4 Kommentare zu “Schluchzende Giganten”

  1. Oliver
    Donnerstag, 20. April 2017 um 13:26

    Nehmt das doch nicht alles so wichtig, ist doch nur ein Spiel.

  2. Charly
    Donnerstag, 20. April 2017 um 22:16

    Als ich im Laufe des WM-Finales 1954 das Verb VERCOACHEN erfand, setzte ein ungeheurer Shitstorm aus ungarischer Richtung ein.

    Mittlerweile ist meine Wortschöpfung salonfähig geworden.

    So kann sich heute jedes Plappermäulchen am Trainer abarbeiten, wenn sein Team mal wieder alles vergurkt hat.
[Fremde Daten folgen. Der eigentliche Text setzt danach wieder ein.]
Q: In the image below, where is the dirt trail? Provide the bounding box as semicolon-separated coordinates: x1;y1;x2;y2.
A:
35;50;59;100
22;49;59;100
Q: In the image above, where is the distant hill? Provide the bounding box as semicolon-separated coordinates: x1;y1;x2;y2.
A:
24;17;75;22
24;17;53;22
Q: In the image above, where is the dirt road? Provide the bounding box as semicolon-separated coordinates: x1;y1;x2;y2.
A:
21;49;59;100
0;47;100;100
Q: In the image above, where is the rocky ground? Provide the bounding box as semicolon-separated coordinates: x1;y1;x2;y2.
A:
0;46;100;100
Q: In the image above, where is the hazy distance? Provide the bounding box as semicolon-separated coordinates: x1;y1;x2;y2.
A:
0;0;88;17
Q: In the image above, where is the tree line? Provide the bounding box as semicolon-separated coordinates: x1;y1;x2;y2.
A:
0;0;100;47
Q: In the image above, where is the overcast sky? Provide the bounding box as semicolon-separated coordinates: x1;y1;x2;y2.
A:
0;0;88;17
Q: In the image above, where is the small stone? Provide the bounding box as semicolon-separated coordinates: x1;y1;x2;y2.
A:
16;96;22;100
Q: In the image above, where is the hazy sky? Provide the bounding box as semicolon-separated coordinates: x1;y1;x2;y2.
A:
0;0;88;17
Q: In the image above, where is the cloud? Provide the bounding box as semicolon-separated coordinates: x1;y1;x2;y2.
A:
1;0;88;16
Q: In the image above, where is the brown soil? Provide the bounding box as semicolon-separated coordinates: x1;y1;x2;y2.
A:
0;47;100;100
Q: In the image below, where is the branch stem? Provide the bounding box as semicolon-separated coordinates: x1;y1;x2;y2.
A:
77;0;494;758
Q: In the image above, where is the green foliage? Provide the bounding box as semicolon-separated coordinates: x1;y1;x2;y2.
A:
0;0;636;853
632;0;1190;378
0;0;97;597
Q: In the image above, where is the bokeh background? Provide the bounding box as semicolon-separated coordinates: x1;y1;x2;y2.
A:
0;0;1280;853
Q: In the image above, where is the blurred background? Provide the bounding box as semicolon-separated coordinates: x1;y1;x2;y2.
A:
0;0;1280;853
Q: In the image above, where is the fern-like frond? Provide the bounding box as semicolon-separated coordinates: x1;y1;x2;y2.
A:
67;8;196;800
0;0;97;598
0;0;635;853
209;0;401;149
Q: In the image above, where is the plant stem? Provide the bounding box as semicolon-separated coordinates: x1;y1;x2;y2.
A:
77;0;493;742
    Meine damalige Eingebung bereue ich zutiefst.

  3. van Kuchen
    Freitag, 21. April 2017 um 09:02

    tja, jetzt kann Herr Rummenigge mal nachempfinden, wie sich die Hamburger, Gladbacher, Frankfurter, Stuttgarter, Bremer, Leverkusener, Dortmunder und und und fühlten und fühlen, die seit insgesamt 5 Jahrzehnten zu unterschiedlichen Zeiten erleben mußten, wie die Bayern ihnen einfach die besten Spieler, ja Trainer wegkauften, und somit mittlerweile quasi die Konkurrenz ausgeschaltet haben in der Bundesliga.
    Die Betroffenen konnten nichts machen, sie mußten sich einfach dem Geld geschlagen geben.
    Ja, so fühlt sich das an, ungerecht zum Verlierer zu werden.
    Jetzt dürfen die Bayern-Verantwortlichen das auch mal erleben.
    Dank an den Schiri!

  4. Charly
    Freitag, 21. April 2017 um 21:32

    Wichtig für dieses Forum ist, dass auch sachferne und emotional getrübte Stimmen Einlass finden.

    Ich wünschte mir, eines dieser Kriterien erfüllen zu können. Pech gehabt.